Na verdade, a adolescência, tal  como a primeira infância, parece estar desenhada para ser um período de inovação e mudança. A diferença é que a agenda já não é explorar o mundo no contexto seguro da infância protegida. Em vez disso, o “trabalho”, como adolescente, é  efetivamente deixar esse contexto protegido e fazer as coisas acontecer por si próprio.

O profundamente paradoxal trabalho dos pais de adolescentes é permitir e até encorajar que essa mudança aconteça.

O que nos diz a ciência sobre como os teenagers pensam e atuam e como podemos lidar com isso?

A teoria mais recente entre neurocientistas e investigadores é a chamada teoria dos dois sistemas. A ideia crucial que ela defende é a de que há 2 sistemas neuronais e psicológicos distintos que interagem para transformar as crianças em adultos.

O primeiro desses sistemas está ligado às emoções e à motivação e envolve áreas cerebrais que respondem às recompensas. Estudos recentes sugerem que os adolescentes são destemidos não porque ignoram ou subestimam o risco mas porque sobrestimam as recompensas –  ou seja, sentem as recompensas como mais recompensadoras do que um adulto ou uma criança pequena. Estes centros de recompensa estão muito mais ativos no cérebro adolescente do que no do adulto ou da criança. Pensemos na intensidade incomparável do primeiro amor, daquela vez que ganhamos o campeonato de futebol da escola, das primeiras festas, na intensidade com que ainda hoje recordamos esses tempos dourados – tudo era realmente mais intenso então!

Assim, o que os teenagers querem acima de tudo são recompensas sociais, especialmente as que dizem respeito aos seus pares. De um ponto de vista evolucionário isto faz todo o sentido: depois do nosso longo período protegido de aprendizagem e imaginação ( infância) haverá um momento em que teremos que deixar a bolha segura da família, pegar no que aprendemos como criança e aplica-lo ao mundo real.

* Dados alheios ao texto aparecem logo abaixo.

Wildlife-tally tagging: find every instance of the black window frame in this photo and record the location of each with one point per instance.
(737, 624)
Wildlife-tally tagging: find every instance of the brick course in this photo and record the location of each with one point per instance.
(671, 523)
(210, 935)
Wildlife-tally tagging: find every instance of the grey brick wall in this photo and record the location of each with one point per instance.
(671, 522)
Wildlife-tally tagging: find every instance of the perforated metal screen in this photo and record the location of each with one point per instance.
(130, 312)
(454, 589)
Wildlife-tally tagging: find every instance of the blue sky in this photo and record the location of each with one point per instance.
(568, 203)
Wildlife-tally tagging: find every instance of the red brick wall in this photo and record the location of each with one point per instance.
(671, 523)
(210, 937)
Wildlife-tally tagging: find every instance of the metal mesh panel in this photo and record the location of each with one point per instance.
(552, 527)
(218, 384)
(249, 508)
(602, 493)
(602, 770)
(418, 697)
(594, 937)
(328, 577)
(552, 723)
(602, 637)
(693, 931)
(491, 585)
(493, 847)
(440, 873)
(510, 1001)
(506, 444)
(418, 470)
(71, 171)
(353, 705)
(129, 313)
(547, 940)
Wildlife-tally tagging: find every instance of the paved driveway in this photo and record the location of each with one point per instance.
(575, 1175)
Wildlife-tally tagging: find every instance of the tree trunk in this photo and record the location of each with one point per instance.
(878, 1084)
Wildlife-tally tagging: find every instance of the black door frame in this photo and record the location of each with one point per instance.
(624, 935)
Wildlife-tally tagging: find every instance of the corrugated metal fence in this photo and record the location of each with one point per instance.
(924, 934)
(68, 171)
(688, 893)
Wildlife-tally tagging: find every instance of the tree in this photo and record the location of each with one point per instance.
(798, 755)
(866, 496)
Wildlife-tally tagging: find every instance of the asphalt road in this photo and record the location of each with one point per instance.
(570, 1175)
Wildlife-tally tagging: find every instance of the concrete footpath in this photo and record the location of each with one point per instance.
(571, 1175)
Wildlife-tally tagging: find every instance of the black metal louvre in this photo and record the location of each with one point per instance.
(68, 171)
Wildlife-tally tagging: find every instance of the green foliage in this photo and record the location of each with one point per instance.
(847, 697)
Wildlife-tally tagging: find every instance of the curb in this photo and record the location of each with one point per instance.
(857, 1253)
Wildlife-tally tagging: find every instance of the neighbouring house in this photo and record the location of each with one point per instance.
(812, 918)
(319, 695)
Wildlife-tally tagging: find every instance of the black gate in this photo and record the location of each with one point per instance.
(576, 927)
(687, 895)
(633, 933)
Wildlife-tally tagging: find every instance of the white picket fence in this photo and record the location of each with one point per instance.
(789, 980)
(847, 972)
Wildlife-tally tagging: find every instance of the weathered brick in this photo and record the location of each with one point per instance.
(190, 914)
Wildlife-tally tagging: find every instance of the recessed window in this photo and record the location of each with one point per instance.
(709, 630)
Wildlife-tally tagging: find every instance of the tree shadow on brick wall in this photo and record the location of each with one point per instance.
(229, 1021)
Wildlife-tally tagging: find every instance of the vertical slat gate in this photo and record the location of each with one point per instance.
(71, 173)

Tornarmo-nos adultos significa deixar o mundo dos nossos pais e começar a fazer o nosso caminho em direção ao futuro, que vamos partilhar com os nossos pares. A puberdade não só ativa o sistema emocional e motivacional com uma nova força, como o direciona para fora da família em direção ao mundo dos nossos pares.

Se este primeiro sistema do modelo de dois sistemas envolve a motivação, o segundo sistema envolve o controlo.

O córtex pre-frontal desenvolve-se então, para dar uma ajuda a guiar as outras partes do cérebro , incluindo a partes que governam a motivação e as emoções. Este é o sistema que inibe impulsos e guia a tomada de decisões, que encoraja o planeamento de longo termo e atrasa a gratificação. E este é o sistema que permite alcançar o domínio e a maestria em algo.

Este sistema de controlo depende muito mais da aprendizagem do que o anterior. Torna-se cada vez mais eficiente durante a infância média e continua a desenvolver-se durante a adolescência até cerca dos vinte anos, conforme ganhamos mais e mais experiência. Ou seja, começamos a tomar boas decisões por poder ir tomando não tão boas decisões e depois conseguir corrigi-las. Conseguimos ser um adulto que prevê e planeia com eficácia fazendo planos, implementando-os e vendo os resultados, durante a adolescência. O domínio vem com a experiência.

No passado distante ( e talvez num não tão distante assim!) estes sistemas de motivação e controlo estavam altamente sincronizados. As crianças tinham, nas gerações anteriores, muitas possibilidades para praticar as competências de que precisariam para atingir os seus objetivos em adultos, e assim transformarem-se em experientes planeadores e atores principais da sua vida, mais tarde.

Ou seja, começando na infância média e durante os anos da adolescência treinavamos para ser caçadores, agricultores, cozinheiro ou cuidador, podendo afinar o equipamento pré-frontal  de que íamos precisar como adultos. Isto acontecia sempre sob a supervisão de um adulto, que controlavam o impacto das inevitáveis falhas. Quando o sumo motivacional da puberdade chegava, estaríamos preparados para ir atrás das recompensas reais com uma nova intensidade e exuberância, mas também tínhamos as competências e o controlo para o fazer em segurança e com eficácia.

A relação entre os sistemas de motivação e controlo mudou dramaticamente.

Por um lado a adolescência parece chegar cada vez mais cedo (fatores ambientais, sociológicos e culturais)  e, por outro,  assumimos papeis de adulto cada vez mais tarde.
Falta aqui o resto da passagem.